Jacob Epstein (1880-1959), one of the leading British sculptors of the twentieth century, was born in America, the son of Polish Jewish immigrants who ran a successful business on the lower East side of New York. He spent the formative years of his childhood drawing the exotic, down-at-heels crowds which gathered from all over the world in the city’s poorer districts. Throughout his life, he remained fascinated by the variety of human races and traditions, looking to distant countries for his artistic inspiration.
In 1902, he moved to Paris, then the world capital of art, to study at the city’s famous art schools. Yet in 1905, a trip to the British Museum in London, with its treasure trove of art from all parts of the globe, persuaded him to settle in Britain. The country became his home. In 1911, he acquired British citizenship. His two wives and five children were British, and in 1954 he was knighted, the ultimate honour reserved for British subjects. However, an aura of foreignness always surrounded Epstein and his work, exposing him to zenophobic suspicion. He was ever an outsider, always, as one critic called him, ‘a sculptor in revolt’.
For much of his career, Epstein worked alone, avoiding artistic coteries. Yet briefly, before the First World War (1914-18), he drew close to other young sculptors who shared his fascination with non-European art. Together with artists such as Eric Gill and Henri Gaudier-Brzeska, he worked to revitalise the tradition of British sculpture, correcting what they perceived as its weaknesses. They promoted the practice of ‘direct carving’, whereby the sculptor works out his ideas directly in stone, instead of copying a clay model. This practice, they believed, respects the nature of the material in hand. Rather than carving the rock into a life-like form, they created forms responsive to its shape and grain. The many photographs in the Courtauld collection of Epstein at work, such as Maternity (1910), or of sculpture in progress in his studio, such as Night (1928-29), emphasise the direct relationship between the artist and his material.
Epstein eventually dissociated himself from avant-garde groups, partly because he drew back from the abstract experiments which dominated twentieth-century art. For him, the human subject was central. The modelling of realistic portraits in clay (for instance his Self-Portrait of 1920) was always an important part of his work, running parallel with his non-naturalistic stone carving. His interpretation of humanity, however, was never conventional, and earned him enemies. Critics accused him of creating figures which were deliberately ugly, deformed and obscene, demeaning the themes of motherhood, commemoration and religious suffering which characterised his greatest work. He retorted that everything is beautiful, and that moreover his purpose was to express emotions beyond beauty. The question of what is beautiful, and to what extent artists should restrict themselves to beautiful subjects, made Epstein a target for tabloid scandal all his life, and remains controversial to this day.

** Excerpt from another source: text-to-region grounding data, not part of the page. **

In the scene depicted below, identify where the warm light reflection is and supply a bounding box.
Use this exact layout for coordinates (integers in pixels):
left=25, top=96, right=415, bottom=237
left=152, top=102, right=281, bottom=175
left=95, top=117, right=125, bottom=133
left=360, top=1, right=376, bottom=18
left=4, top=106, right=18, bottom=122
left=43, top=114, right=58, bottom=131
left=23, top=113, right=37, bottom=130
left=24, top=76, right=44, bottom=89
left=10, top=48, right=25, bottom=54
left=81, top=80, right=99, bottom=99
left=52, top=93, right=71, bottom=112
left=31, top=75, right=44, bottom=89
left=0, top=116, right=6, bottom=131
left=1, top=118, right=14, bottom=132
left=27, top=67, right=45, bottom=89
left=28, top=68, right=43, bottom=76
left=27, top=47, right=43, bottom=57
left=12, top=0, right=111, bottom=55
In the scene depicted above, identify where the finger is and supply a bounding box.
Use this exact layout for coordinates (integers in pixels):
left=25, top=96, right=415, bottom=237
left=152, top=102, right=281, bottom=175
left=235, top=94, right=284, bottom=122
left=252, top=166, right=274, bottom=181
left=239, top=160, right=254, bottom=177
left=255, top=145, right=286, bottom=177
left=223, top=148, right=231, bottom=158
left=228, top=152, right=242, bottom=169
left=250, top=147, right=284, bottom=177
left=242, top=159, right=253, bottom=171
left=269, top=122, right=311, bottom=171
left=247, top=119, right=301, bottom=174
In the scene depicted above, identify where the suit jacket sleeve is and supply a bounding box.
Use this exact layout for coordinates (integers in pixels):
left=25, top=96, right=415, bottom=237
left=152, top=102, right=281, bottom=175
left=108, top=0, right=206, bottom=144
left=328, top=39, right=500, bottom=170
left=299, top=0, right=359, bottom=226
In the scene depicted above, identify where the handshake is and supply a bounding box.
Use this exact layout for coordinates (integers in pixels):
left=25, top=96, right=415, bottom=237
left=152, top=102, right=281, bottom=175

The caricature of Epstein as iconoclast, wreaking havoc on traditional art, scarcely fits his own explanation of his work. Repeatedly, he asserted his enormous respect for tradition. Only, his definition of tradition departed from the norm, in that he rejected the development of European art since the Renaissance. In works such as Primaeval Gods (1931-33), he looked instead to the ancient, non-Western cultures of Egypt, archaic Greece, China, Africa and Oceania. Again, his childhood awareness of the wealth of nationalities made itself felt. Epstein believed in universal aesthetic values, consistent across time and space. In the early twenty-first century, when many people are acutely aware of cultural differences, his panoramic vision seems curiously ahistorical. Yet his monolithic concept of an international tradition is more appealing than the other monoliths - imperialism, aggressive nationalism, communism, fascism - that sent waves of destruction across the world during his life.
After his death, the sculptor Henry Moore paid tribute to Epstein’s courage as a pioneering artist who bore the brunt of critical derision. His repeated exposure to controversy made it far easier for other sculptors, such as Moore, to follow in his wake. However, Epstein was not primarily a sensationalist. As the images displayed on this web-site demonstrate, his art is still capable of provoking a powerful emotional and intellectual response beyond the shock of its first exhibition.